The instruction in question was carefully worded so as to avoid any implication that the statute might have been violated by a party to the action. Moreover, the jury was specifically instructed by plaintiff’s instruction No. 5 (IPI Civil No. 72.03) that plaintiff could not be charged with the negligence, if any, of her driver. Under such circumstances, no reversible error on these grounds is presented. Nowak v. Witt, 14 Ill. App. 2d 482, 487, 144 N.E.2d 813, 814-15.

In addition, we note that the defendant’s theory at trial was that the accident was not caused by any negligence on her part, but rather by the negligence of plaintiff’s driver.
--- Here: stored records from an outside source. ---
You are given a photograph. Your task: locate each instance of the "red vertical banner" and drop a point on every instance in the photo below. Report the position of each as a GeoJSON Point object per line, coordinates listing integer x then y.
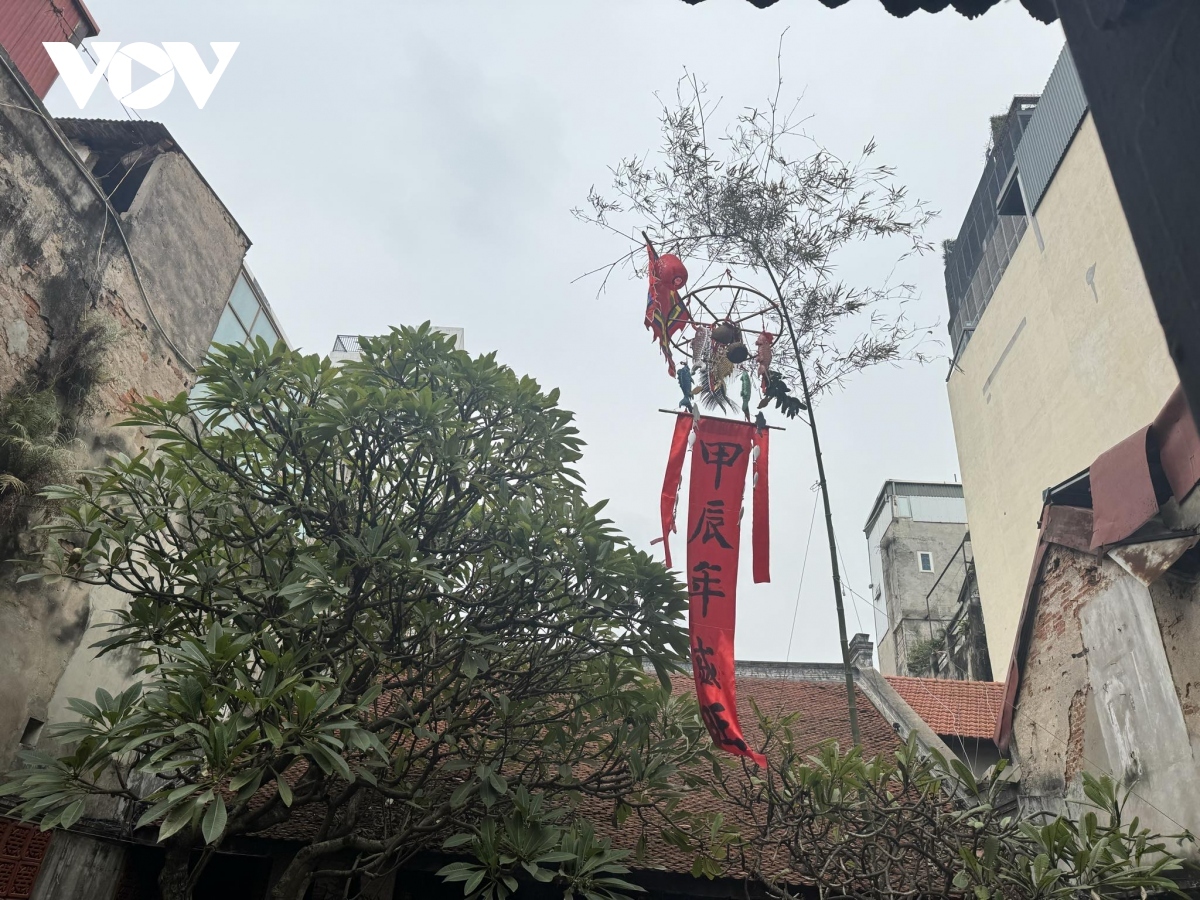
{"type": "Point", "coordinates": [671, 481]}
{"type": "Point", "coordinates": [761, 509]}
{"type": "Point", "coordinates": [719, 462]}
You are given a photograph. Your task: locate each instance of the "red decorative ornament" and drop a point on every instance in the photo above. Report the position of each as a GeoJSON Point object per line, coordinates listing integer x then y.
{"type": "Point", "coordinates": [665, 312]}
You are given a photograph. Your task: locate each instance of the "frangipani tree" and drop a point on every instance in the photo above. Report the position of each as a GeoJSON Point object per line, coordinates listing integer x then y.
{"type": "Point", "coordinates": [373, 592]}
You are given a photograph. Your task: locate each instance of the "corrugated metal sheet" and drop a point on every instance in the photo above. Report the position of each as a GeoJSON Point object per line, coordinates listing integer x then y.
{"type": "Point", "coordinates": [25, 24]}
{"type": "Point", "coordinates": [939, 509]}
{"type": "Point", "coordinates": [976, 261]}
{"type": "Point", "coordinates": [924, 489]}
{"type": "Point", "coordinates": [1051, 129]}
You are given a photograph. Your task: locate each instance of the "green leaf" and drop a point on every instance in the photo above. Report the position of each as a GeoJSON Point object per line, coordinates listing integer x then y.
{"type": "Point", "coordinates": [285, 790]}
{"type": "Point", "coordinates": [213, 825]}
{"type": "Point", "coordinates": [179, 817]}
{"type": "Point", "coordinates": [72, 814]}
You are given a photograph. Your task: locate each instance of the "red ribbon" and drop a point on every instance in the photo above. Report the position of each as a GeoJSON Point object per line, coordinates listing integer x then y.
{"type": "Point", "coordinates": [761, 545]}
{"type": "Point", "coordinates": [719, 463]}
{"type": "Point", "coordinates": [671, 483]}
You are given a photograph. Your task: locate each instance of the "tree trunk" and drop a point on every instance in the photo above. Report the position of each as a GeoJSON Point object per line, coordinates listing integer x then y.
{"type": "Point", "coordinates": [851, 701]}
{"type": "Point", "coordinates": [174, 880]}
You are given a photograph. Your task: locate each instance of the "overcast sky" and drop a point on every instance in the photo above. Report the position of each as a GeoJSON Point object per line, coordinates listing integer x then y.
{"type": "Point", "coordinates": [408, 161]}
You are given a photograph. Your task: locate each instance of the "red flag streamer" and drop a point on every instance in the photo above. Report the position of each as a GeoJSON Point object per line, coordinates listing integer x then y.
{"type": "Point", "coordinates": [761, 545]}
{"type": "Point", "coordinates": [719, 463]}
{"type": "Point", "coordinates": [671, 481]}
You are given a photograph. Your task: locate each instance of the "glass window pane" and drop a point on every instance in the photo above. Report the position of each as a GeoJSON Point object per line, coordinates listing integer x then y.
{"type": "Point", "coordinates": [244, 301]}
{"type": "Point", "coordinates": [263, 329]}
{"type": "Point", "coordinates": [228, 330]}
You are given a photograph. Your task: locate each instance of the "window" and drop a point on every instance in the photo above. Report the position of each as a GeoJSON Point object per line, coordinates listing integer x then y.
{"type": "Point", "coordinates": [244, 317]}
{"type": "Point", "coordinates": [33, 732]}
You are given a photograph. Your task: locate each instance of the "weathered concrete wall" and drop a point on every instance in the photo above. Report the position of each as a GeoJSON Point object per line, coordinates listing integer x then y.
{"type": "Point", "coordinates": [1107, 689]}
{"type": "Point", "coordinates": [911, 619]}
{"type": "Point", "coordinates": [1054, 375]}
{"type": "Point", "coordinates": [60, 261]}
{"type": "Point", "coordinates": [79, 868]}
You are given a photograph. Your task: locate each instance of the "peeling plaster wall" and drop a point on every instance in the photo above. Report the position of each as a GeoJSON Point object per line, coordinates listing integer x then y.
{"type": "Point", "coordinates": [59, 262]}
{"type": "Point", "coordinates": [79, 868]}
{"type": "Point", "coordinates": [1107, 688]}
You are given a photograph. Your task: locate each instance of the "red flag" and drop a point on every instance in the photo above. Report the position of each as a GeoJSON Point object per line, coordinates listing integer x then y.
{"type": "Point", "coordinates": [761, 510]}
{"type": "Point", "coordinates": [671, 481]}
{"type": "Point", "coordinates": [719, 463]}
{"type": "Point", "coordinates": [665, 312]}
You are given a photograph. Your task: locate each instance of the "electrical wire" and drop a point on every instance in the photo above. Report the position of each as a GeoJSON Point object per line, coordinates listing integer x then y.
{"type": "Point", "coordinates": [108, 211]}
{"type": "Point", "coordinates": [804, 567]}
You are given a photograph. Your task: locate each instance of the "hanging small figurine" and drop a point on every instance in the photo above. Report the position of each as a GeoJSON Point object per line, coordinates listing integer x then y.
{"type": "Point", "coordinates": [712, 379]}
{"type": "Point", "coordinates": [685, 385]}
{"type": "Point", "coordinates": [699, 346]}
{"type": "Point", "coordinates": [777, 390]}
{"type": "Point", "coordinates": [765, 346]}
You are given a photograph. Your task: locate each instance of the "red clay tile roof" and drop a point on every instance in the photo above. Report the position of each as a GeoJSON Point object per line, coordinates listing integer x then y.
{"type": "Point", "coordinates": [964, 709]}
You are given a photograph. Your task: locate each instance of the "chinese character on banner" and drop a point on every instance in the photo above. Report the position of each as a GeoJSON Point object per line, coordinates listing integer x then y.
{"type": "Point", "coordinates": [720, 460]}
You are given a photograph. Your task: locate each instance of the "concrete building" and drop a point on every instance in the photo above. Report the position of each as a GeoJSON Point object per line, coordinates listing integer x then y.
{"type": "Point", "coordinates": [119, 265]}
{"type": "Point", "coordinates": [919, 558]}
{"type": "Point", "coordinates": [1107, 666]}
{"type": "Point", "coordinates": [1057, 349]}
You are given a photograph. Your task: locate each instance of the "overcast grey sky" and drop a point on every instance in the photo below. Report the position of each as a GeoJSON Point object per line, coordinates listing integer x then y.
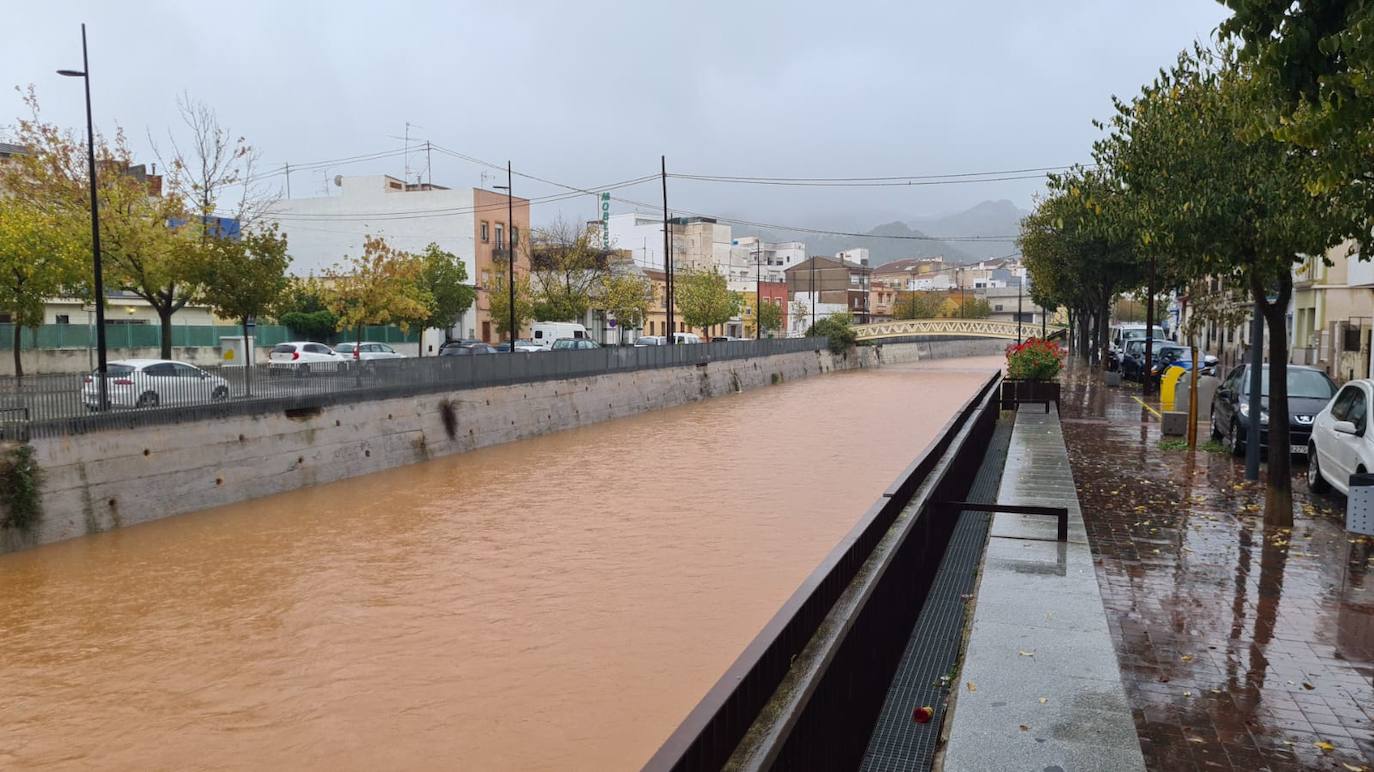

As can be seen from our discussion of the facts such a view clearly was supported by the evidence; consequently the defendant had a right to have the instruction presented to the jury. *627 Pantaleo v. Gamm, 106 Ill. App. 2d 116, 245 N.E.2d 618; Smith v. Ford, 43 Ill. App. 3d 407, 356 N.E.2d 1306; Garrett v. Babb, 24 Ill. App. 3d 941, 322 N.E.2d 217.

Plaintiff’s final contention is that the trial court erred in refusing her tendered instructions Nos. 13 and 23. She, however, has not specified in her brief why such refusal was error.

We have examined the instructions and the exchange which occurred at the conference on instructions. It is our finding that these non-IPI instructions were properly refused. No. 13 was especially objectionable since it assumed as proved that defendant had not maintained a proper lookout although that proposition was very much at issue. Moreover, even if more artfully drawn instructions on defendant’s duty to maintain a lookout would have been given, the refusal of these instructions is not error since their essence was covered by plaintiff’s instructions Nos. 11 — A, 12, and 19.

For the foregoing reasons, we affirm the judgment of the circuit court of Madison County.

Affirmed.

Mr. JUSTICE WINELAND,

specially concurring:

Had I been sitting without a jury as the finder of fact in this case I would have reached a contrary result to the verdict returned by the jury here. Nevertheless, I cannot say that the verdict of the jury is against the manifest weight of the evidence. I therefore concur.

Mr. JUSTICE GEORGE J. MORAN,

dissenting:

I do not agree with the majority holding that the negligence of plaintiff’s husband was the sole cause of the accident. This contention was not even made by appellee in her brief to this court.

I also believe that it was error for the trial court to give defendant’s instruction number 3.

I would remand this case for a new trial.